- Direct costs of crime and violence equal at least 3 percent of GDP
- New database on citizen safety programs shows only 7 percent are evaluated for effectiveness
QUITO, Ecuador – Crime and violence take a big development toll on Latin America and the Caribbean, and key knowledge gaps undermine the ability to formulate effective public policies, according to several new reports released today by the Inter-American development Bank (IDB).
The reports were unveiled during the ongoing 7th Regional Policy Dialogue and Intensive Training Clinic. Jointly organized with the government of Ecuador, the event brings together world experts and officials.
The IDB released a report on the social costs of crime and violence, a new roadmap for future IDB research and a new database of citizen security programs in the region.
“Crime devalues the human, physical and social capital of society and affects the poor disproportionately,” said Nathalie Alvarado, Citizen Security Principal Specialist at the IDB. “It is essential that we understand why our region has so much violence, and then identify what can be done that is most effective and in keeping with our reality.”
Latin America and the Caribbean are exceptionally violent when compared to other regions. It accounts for 9 percent of the world's population, but registers one-third of all homicides. Even after adjusting for income, inequality and poverty levels, the region has exceptionally high levels of violence, especially homicides and robberies.
The study on the costs of crime is the first systematic effort to put together rigorous research about the issue in the region. Using cutting-edge edge research methodology, it looks at direct costs such as spending on public and private security – as well as outlays in justice systems and the social costs of homicides. It also examines indirect costs such as the suffering of victims and changes in routines forced by the fear of being victimized.
Estimates of the direct costs use a common methodology for five countries: Chile, Costa Rica, Honduras, Paraguay and Uruguay. The cost of crime in those countries averaged 3 percent of GDP, which is equal to what the region invests annually on infrastructure. Chile registered the lowest cost at 1.8 percent of GDP, and Honduras the highest at 4.6 percent. For all five countries, the cost totaled $3.9 billion in 2010.
The report also analyzes the indirect costs of crime through seven studies in Colombia, Mexico, Brazil and Peru. One study in Colombia, for example, measured the impact of justice system reforms on the crime rate. Another found that the increase of homicides in Mexico affected the value of the homes of poor families. Yet another found that property values in Brazil fell when the homicide rate went up. And in Peru, one study examined the impact of domestic violence on the health of children.
More research and data are needed
The new database of citizen security programs, created together with the Igarapé Institute, tracks 1,350 citizen security programs at the sub-national level over the past decade. Two out of every three programs are in Brazil, Colombia, Mexico and Central America. A sampling of 10 percent of the programs showed that only 7 percent were rigorously evaluated, and 57 percent had no evaluation at all.
The IDB is launching several efforts, together with countries in the region, to improve the quality of the statistics through the prompt publication of a new database with indicators on crime and violence.
“While research on crime has advanced in other regions of the world, Latin America and the Caribbean are characterized by their lack of reliable data, which hampers academic research and the formulation of effective policies,” said Laura Jaitman, an IDB specialist on citizen security and editor of the report on crime costs. “The available evidence comes largely from the developed world, and generally cannot be applied to the region because of the different contexts.”
In addition, the IDB laid out a road map of its future research agenda, which will focus on:
- Generating data and methodologies to measure the costs of crime.
- Social prevention of crime, with emphasis on vulnerable youths and women.
- Urban crimes, and the most effective use of public spaces to prevent violence.
- The use of community policing, “Big Data” and new technologies to improve police work.
- Criminal justice systems, with a focus on evaluating rehabilitation and reinsertion programs.

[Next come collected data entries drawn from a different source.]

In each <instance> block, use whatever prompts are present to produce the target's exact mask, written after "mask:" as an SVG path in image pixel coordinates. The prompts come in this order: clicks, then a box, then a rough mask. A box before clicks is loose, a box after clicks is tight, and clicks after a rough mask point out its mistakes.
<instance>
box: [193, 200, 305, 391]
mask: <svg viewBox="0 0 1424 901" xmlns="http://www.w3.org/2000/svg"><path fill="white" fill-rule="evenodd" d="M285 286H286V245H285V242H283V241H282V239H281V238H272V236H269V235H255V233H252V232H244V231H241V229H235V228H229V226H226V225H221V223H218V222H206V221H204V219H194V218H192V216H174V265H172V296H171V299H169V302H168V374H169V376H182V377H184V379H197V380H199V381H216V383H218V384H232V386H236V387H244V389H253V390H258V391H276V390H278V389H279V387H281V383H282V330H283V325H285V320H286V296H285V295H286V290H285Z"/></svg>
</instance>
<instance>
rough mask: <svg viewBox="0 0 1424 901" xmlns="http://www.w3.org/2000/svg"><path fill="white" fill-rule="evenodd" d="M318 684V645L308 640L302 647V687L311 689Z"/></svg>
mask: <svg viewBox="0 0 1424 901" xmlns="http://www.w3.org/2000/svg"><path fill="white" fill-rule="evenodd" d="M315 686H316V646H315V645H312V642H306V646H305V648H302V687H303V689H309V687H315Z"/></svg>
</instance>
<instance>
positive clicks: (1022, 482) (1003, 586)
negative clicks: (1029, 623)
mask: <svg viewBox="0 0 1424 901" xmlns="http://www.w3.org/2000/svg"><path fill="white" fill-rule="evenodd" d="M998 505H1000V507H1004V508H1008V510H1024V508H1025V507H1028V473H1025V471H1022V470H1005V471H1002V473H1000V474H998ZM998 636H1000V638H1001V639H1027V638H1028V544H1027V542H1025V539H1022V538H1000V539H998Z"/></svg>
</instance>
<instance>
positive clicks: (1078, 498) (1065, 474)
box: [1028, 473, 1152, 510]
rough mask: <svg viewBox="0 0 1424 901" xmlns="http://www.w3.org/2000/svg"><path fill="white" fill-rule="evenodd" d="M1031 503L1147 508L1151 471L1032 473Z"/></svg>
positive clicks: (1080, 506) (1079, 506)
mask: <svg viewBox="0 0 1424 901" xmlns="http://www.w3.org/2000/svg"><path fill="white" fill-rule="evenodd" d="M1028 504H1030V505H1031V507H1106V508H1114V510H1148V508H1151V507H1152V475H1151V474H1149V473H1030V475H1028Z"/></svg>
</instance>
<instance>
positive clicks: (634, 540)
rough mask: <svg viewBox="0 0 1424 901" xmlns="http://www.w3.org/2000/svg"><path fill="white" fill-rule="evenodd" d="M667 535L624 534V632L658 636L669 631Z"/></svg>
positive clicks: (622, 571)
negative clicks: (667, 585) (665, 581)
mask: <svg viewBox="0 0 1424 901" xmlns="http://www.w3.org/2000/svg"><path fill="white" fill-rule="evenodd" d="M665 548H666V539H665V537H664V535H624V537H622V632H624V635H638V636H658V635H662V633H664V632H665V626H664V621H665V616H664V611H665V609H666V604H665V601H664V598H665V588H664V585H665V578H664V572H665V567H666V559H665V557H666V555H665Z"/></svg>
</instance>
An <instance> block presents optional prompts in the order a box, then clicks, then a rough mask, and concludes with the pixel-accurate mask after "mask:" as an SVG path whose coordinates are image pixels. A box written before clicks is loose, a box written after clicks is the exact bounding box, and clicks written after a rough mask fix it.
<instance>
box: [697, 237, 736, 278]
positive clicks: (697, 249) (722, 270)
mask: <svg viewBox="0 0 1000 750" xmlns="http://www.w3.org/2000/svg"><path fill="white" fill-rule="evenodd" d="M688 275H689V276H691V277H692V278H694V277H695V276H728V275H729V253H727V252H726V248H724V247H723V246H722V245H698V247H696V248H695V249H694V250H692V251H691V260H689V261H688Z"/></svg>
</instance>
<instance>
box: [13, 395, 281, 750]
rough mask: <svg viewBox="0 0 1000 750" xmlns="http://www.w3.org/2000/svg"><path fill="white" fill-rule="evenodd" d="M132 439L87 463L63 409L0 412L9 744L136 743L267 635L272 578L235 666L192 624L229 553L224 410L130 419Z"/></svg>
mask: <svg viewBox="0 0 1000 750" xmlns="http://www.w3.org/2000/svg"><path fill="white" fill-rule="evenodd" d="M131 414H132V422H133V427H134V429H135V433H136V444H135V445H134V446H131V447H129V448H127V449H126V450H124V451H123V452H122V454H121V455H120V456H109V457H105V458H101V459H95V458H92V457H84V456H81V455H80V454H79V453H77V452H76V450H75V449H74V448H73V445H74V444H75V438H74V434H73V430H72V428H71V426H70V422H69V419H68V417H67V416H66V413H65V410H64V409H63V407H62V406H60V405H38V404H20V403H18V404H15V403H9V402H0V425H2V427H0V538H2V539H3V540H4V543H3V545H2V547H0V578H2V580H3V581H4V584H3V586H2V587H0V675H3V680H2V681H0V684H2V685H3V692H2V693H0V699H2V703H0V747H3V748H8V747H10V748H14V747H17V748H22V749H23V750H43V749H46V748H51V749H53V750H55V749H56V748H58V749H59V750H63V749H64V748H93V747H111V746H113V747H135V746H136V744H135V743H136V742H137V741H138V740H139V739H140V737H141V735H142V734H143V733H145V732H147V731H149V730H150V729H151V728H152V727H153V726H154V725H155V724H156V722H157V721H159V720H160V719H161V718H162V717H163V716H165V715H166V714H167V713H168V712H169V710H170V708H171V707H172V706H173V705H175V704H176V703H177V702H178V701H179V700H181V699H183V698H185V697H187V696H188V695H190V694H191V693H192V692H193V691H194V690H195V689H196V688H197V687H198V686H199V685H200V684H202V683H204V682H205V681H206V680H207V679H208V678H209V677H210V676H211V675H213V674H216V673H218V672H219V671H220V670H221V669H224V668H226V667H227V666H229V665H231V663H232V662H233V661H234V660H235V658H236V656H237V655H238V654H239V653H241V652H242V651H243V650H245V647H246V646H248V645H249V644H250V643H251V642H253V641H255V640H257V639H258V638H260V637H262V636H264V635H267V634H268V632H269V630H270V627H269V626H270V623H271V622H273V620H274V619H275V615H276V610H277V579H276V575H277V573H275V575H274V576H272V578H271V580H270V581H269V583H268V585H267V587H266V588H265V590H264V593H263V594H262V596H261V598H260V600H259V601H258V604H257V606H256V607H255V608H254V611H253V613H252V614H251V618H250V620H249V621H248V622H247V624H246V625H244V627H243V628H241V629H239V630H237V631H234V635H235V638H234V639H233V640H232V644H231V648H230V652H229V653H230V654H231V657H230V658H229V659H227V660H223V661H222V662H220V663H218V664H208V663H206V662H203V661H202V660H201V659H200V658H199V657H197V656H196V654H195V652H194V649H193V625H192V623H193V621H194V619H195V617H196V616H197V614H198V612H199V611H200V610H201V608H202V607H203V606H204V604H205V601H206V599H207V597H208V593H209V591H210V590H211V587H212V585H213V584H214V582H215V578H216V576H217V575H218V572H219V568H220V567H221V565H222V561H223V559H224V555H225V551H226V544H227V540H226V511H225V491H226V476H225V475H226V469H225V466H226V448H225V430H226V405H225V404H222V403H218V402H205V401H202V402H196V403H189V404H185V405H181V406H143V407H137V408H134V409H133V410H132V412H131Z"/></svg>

More than 900 delegates have participated in the citizen security Dialogues and Clinics, including senior government officials, civil society organizations and IDB experts. About 150 are expected at the gathering in Ecuador.
About the IDB
The InterAmerican Development Bank is the most important source of development financing and technical assistance for Latin America and the Caribbean. The bank seeks to improve the quality of life of the people in the region, working together with its member countries to contribute to the application of novel solutions to the problems of development.